Uptake of public sector sessional contracts by private general practitioners in South Africa

The uptake of public sector work among private GPs was low under the contract conditions offered by government

Abstract

This paper explores the pro-social preferences of private sector general practitioners (GPs) in South Africa in relation to a recent policy initiative aimed at persuading them to work for a number of hours each month in public sector clinics. We report on a pilot study which used a discrete choice experiment (DCE) with a national sample of GPs to evaluate their interest in these sessional contracts, and the relative importance of different contract elements.

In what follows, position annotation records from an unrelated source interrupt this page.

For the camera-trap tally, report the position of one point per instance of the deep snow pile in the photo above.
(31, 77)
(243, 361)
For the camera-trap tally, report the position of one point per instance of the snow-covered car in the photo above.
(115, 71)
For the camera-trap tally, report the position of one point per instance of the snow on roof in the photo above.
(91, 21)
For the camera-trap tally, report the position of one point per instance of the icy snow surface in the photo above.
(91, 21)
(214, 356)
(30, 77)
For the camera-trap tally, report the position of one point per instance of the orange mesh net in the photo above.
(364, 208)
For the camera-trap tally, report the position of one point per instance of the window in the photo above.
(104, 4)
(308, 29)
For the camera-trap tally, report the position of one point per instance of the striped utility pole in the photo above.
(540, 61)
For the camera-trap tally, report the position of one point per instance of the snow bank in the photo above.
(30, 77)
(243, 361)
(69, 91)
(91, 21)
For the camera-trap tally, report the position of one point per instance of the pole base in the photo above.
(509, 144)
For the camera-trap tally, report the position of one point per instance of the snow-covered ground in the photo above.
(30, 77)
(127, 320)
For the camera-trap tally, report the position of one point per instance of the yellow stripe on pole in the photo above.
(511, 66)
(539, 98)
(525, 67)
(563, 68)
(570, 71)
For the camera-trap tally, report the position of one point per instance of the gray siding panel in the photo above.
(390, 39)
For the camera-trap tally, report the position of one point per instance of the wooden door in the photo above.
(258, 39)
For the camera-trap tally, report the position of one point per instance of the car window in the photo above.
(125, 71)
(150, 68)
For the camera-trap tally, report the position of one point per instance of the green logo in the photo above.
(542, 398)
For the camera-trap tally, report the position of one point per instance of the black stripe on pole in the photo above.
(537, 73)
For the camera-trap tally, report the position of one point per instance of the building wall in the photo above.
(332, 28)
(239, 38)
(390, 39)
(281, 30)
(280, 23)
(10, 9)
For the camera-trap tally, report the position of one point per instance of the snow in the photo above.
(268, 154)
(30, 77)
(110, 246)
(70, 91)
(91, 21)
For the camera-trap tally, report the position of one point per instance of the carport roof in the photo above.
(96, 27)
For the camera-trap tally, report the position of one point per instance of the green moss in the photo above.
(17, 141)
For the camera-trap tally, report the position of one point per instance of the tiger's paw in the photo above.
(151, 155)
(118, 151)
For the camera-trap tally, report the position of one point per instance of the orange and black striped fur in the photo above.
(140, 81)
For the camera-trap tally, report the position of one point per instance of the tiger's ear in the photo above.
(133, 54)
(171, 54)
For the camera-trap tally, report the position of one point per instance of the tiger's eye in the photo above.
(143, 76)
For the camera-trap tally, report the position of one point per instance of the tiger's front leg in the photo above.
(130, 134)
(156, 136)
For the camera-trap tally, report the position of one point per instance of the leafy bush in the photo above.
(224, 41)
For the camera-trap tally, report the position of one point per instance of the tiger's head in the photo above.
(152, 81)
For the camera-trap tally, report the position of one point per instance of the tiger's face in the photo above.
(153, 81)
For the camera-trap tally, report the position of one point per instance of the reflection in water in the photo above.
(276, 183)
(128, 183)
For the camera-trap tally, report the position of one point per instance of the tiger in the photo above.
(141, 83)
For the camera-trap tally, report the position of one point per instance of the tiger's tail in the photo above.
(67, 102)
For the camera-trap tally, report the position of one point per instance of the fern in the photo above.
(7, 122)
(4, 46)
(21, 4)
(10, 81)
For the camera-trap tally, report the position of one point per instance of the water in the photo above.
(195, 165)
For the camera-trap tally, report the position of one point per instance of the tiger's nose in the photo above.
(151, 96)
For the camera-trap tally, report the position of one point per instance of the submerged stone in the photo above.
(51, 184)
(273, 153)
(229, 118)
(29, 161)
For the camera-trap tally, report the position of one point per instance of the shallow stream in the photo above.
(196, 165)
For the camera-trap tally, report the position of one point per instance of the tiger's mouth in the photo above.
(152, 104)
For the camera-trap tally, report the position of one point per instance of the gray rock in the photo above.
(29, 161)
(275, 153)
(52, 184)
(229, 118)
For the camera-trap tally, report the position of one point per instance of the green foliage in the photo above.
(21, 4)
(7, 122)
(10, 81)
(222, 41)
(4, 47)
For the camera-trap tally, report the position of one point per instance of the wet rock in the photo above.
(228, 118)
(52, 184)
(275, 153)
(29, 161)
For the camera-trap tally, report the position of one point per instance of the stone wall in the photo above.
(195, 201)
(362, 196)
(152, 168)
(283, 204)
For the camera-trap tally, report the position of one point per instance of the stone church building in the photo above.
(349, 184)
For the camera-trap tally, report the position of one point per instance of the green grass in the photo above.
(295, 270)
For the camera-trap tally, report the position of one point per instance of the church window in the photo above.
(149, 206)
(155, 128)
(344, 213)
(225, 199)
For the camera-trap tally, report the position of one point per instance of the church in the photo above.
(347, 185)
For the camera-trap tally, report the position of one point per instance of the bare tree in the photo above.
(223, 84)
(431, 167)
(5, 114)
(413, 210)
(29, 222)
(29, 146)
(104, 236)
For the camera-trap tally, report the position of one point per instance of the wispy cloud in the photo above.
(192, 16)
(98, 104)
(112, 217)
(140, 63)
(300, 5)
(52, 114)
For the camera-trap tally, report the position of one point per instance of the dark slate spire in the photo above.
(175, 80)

We found that the overall uptake of public sector work among private GPs was likely to be low under the contract conditions being offered by government. The DCE results suggested that GPs were more motivated by their own personal welfare than the potential benefit to public sector patients. However, we also demonstrated significant heterogeneity in the pro-social preferences of private GPs, and identified a small but significant group with more pro-social tendencies who were relatively enthusiastic about contributing to the public sector.

This research is supported by the Department for International Development’s RESYST (Resilient and Responsive Health Systems) programme which is led by the London School of Hygiene & Tropical Medicine

Citation

Blaauw, D.; Lagarde, M. RESYST Working Paper 8: Uptake of public sector sessional contracts by private general practitioners in South Africa. RESYST Consortium, London School of Hygiene and Tropical Medicine, London, UK (2015) 35 pp.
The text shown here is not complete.